President Kibaki has commuted all death sentences to life imprisonment, Bomas delegates were informed yesterday.

Justice and Constitutional Affairs Ministers Kiraitu Murungi said the Government was determined not to hang anybody, as the punishment was inhuman.

Murungi said death sentence had no place in modern society. "It is retrogressive to retain it in the new constitution," he observed, while contributing to the debate on the retention of the penalty under Article 41 of the Bill of Rights.

Last year, the Prisons Department said the penalty should be abolished and substituted with life sentence.

And none of the current East African Presidents has ever sanctioned the hanging of any prisoner since they took over power.

Instead, they have consistently commuted death sentences into life imprisonment.

Recently, the London-based Amnesty International Report on Kenya indicated that none of the 126 people sentenced to death in 2002 was executed despite the courts' refusal to vote for a UN resolution calling for the abolition of the penalty during the 58th Session of the UN Commission of Human Rights.

According to AI, Kenya refused to vote on another resolution condemning arbitrary execution and impunity.
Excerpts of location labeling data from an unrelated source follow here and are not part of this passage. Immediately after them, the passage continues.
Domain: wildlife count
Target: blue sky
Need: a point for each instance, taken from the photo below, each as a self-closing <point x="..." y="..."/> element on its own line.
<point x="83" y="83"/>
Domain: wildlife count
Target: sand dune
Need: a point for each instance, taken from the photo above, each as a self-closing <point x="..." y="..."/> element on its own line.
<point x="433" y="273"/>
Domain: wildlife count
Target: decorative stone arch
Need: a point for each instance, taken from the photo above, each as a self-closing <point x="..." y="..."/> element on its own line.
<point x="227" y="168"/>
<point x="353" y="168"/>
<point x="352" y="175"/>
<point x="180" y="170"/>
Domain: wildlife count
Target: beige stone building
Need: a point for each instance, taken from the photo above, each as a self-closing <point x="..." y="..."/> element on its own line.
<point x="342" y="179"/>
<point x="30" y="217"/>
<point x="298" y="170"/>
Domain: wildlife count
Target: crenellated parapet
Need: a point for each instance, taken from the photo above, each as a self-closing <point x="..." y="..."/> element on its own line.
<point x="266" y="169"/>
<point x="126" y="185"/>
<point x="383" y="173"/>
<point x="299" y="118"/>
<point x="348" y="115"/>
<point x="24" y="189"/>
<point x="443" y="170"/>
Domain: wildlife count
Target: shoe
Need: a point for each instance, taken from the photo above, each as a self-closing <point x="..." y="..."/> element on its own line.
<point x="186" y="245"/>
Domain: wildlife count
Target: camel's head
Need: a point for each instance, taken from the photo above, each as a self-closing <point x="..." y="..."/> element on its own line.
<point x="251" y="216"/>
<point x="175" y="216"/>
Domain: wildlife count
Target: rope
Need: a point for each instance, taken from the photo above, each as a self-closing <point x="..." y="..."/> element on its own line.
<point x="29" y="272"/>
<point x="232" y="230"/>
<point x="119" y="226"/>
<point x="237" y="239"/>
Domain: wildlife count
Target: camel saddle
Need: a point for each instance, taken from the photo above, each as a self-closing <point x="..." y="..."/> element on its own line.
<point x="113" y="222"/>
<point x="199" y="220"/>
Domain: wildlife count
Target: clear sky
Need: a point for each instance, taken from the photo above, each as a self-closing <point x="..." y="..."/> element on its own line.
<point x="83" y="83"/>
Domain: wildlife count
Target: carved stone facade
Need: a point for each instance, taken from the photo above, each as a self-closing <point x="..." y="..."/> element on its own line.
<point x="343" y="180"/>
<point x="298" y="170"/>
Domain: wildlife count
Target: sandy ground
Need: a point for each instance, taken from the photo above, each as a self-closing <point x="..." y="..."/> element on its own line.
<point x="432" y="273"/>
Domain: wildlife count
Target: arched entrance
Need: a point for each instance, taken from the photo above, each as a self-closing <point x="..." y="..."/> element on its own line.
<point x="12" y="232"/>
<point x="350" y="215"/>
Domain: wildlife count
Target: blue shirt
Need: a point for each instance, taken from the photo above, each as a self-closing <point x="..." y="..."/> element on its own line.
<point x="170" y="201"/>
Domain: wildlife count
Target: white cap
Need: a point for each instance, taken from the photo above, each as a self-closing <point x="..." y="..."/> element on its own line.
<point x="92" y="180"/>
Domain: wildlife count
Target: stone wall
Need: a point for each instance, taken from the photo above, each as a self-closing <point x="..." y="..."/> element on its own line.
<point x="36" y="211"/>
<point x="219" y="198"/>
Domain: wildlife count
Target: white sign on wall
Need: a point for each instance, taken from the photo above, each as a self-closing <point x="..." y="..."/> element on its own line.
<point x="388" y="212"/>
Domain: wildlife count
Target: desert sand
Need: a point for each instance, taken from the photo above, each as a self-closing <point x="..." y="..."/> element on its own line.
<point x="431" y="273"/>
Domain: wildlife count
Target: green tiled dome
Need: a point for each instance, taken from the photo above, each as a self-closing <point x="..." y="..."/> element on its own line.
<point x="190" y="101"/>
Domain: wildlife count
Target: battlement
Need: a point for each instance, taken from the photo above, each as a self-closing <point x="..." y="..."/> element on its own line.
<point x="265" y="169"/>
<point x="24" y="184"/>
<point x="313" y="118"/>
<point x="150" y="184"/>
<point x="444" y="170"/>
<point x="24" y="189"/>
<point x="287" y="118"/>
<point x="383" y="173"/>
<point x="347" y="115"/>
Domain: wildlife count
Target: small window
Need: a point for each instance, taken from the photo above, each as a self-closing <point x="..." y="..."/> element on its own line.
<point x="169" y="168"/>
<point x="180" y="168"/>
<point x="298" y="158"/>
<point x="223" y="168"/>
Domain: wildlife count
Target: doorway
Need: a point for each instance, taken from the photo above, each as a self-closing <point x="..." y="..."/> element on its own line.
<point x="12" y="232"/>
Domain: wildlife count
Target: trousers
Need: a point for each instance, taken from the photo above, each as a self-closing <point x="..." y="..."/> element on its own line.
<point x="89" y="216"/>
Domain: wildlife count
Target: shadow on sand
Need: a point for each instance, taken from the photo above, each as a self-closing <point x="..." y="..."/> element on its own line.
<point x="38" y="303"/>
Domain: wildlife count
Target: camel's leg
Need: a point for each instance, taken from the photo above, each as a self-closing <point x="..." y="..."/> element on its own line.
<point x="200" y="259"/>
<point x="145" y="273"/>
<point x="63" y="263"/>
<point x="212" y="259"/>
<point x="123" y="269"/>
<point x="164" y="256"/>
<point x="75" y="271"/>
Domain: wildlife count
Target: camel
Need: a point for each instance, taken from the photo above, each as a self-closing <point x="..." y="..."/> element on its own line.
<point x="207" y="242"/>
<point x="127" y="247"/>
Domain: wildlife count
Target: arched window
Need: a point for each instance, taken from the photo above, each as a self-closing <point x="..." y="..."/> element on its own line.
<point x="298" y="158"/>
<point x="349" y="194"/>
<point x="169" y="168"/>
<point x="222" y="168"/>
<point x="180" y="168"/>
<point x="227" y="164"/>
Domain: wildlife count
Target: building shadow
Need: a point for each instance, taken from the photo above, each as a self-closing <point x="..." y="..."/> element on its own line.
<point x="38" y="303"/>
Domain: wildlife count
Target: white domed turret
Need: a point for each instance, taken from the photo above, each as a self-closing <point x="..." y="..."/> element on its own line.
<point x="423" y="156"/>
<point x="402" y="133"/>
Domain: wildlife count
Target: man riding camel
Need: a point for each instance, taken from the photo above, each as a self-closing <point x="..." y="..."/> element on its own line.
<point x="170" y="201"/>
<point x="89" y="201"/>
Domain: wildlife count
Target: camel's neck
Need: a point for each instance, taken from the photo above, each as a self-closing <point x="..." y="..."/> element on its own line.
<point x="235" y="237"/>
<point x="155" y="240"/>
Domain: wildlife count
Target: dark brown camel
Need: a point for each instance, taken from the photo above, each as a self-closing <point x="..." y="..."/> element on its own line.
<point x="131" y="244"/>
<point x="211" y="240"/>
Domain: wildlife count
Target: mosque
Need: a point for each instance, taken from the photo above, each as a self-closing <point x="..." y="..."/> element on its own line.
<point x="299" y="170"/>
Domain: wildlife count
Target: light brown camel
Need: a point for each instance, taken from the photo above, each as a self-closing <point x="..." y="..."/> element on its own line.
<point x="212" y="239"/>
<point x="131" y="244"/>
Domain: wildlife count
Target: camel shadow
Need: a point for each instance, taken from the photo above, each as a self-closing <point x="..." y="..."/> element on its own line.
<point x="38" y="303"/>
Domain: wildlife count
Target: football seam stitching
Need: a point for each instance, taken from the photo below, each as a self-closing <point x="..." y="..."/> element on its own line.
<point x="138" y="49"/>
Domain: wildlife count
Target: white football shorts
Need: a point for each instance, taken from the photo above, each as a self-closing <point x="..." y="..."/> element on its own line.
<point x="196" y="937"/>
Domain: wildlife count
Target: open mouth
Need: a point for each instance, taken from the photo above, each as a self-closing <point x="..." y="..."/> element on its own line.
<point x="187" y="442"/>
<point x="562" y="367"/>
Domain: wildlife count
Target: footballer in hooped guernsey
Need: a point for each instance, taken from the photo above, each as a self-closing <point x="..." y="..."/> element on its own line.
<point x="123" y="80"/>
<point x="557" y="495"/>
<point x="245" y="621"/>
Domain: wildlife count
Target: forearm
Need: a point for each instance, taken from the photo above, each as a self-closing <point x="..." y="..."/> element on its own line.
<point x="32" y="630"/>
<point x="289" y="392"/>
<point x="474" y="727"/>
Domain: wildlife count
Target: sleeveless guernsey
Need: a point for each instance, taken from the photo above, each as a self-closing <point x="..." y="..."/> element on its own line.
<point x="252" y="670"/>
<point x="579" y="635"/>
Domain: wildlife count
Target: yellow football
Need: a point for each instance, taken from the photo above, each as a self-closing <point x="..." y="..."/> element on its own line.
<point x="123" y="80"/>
Nominated MP Ruth Oniang'o suggested that serial rapists, child defilers and murderers should be sentenced to death.

Mr Martin Shikuku supported recommendations to have the penalty retained, saying it would be unfair to sentence a murderer to life imprisonment.

Justice and Constitutional Affairs assistant minister Robinson Githae said it was up to the delegates to decide either to abolish or retain the penalty.

He added that he was "totally opposed" to it. "Modern states have abolished death sentence."

Mr Simeon Shitemi said were it not been for the penalty, freedom fighter Dedan Kimathi would not have died.

He caused laughter when he said the Government of Botswana recently advertised for the post of the hangman and no one applied for it.

The delegate recalled that no one had been hanged in Kenya in the recent past.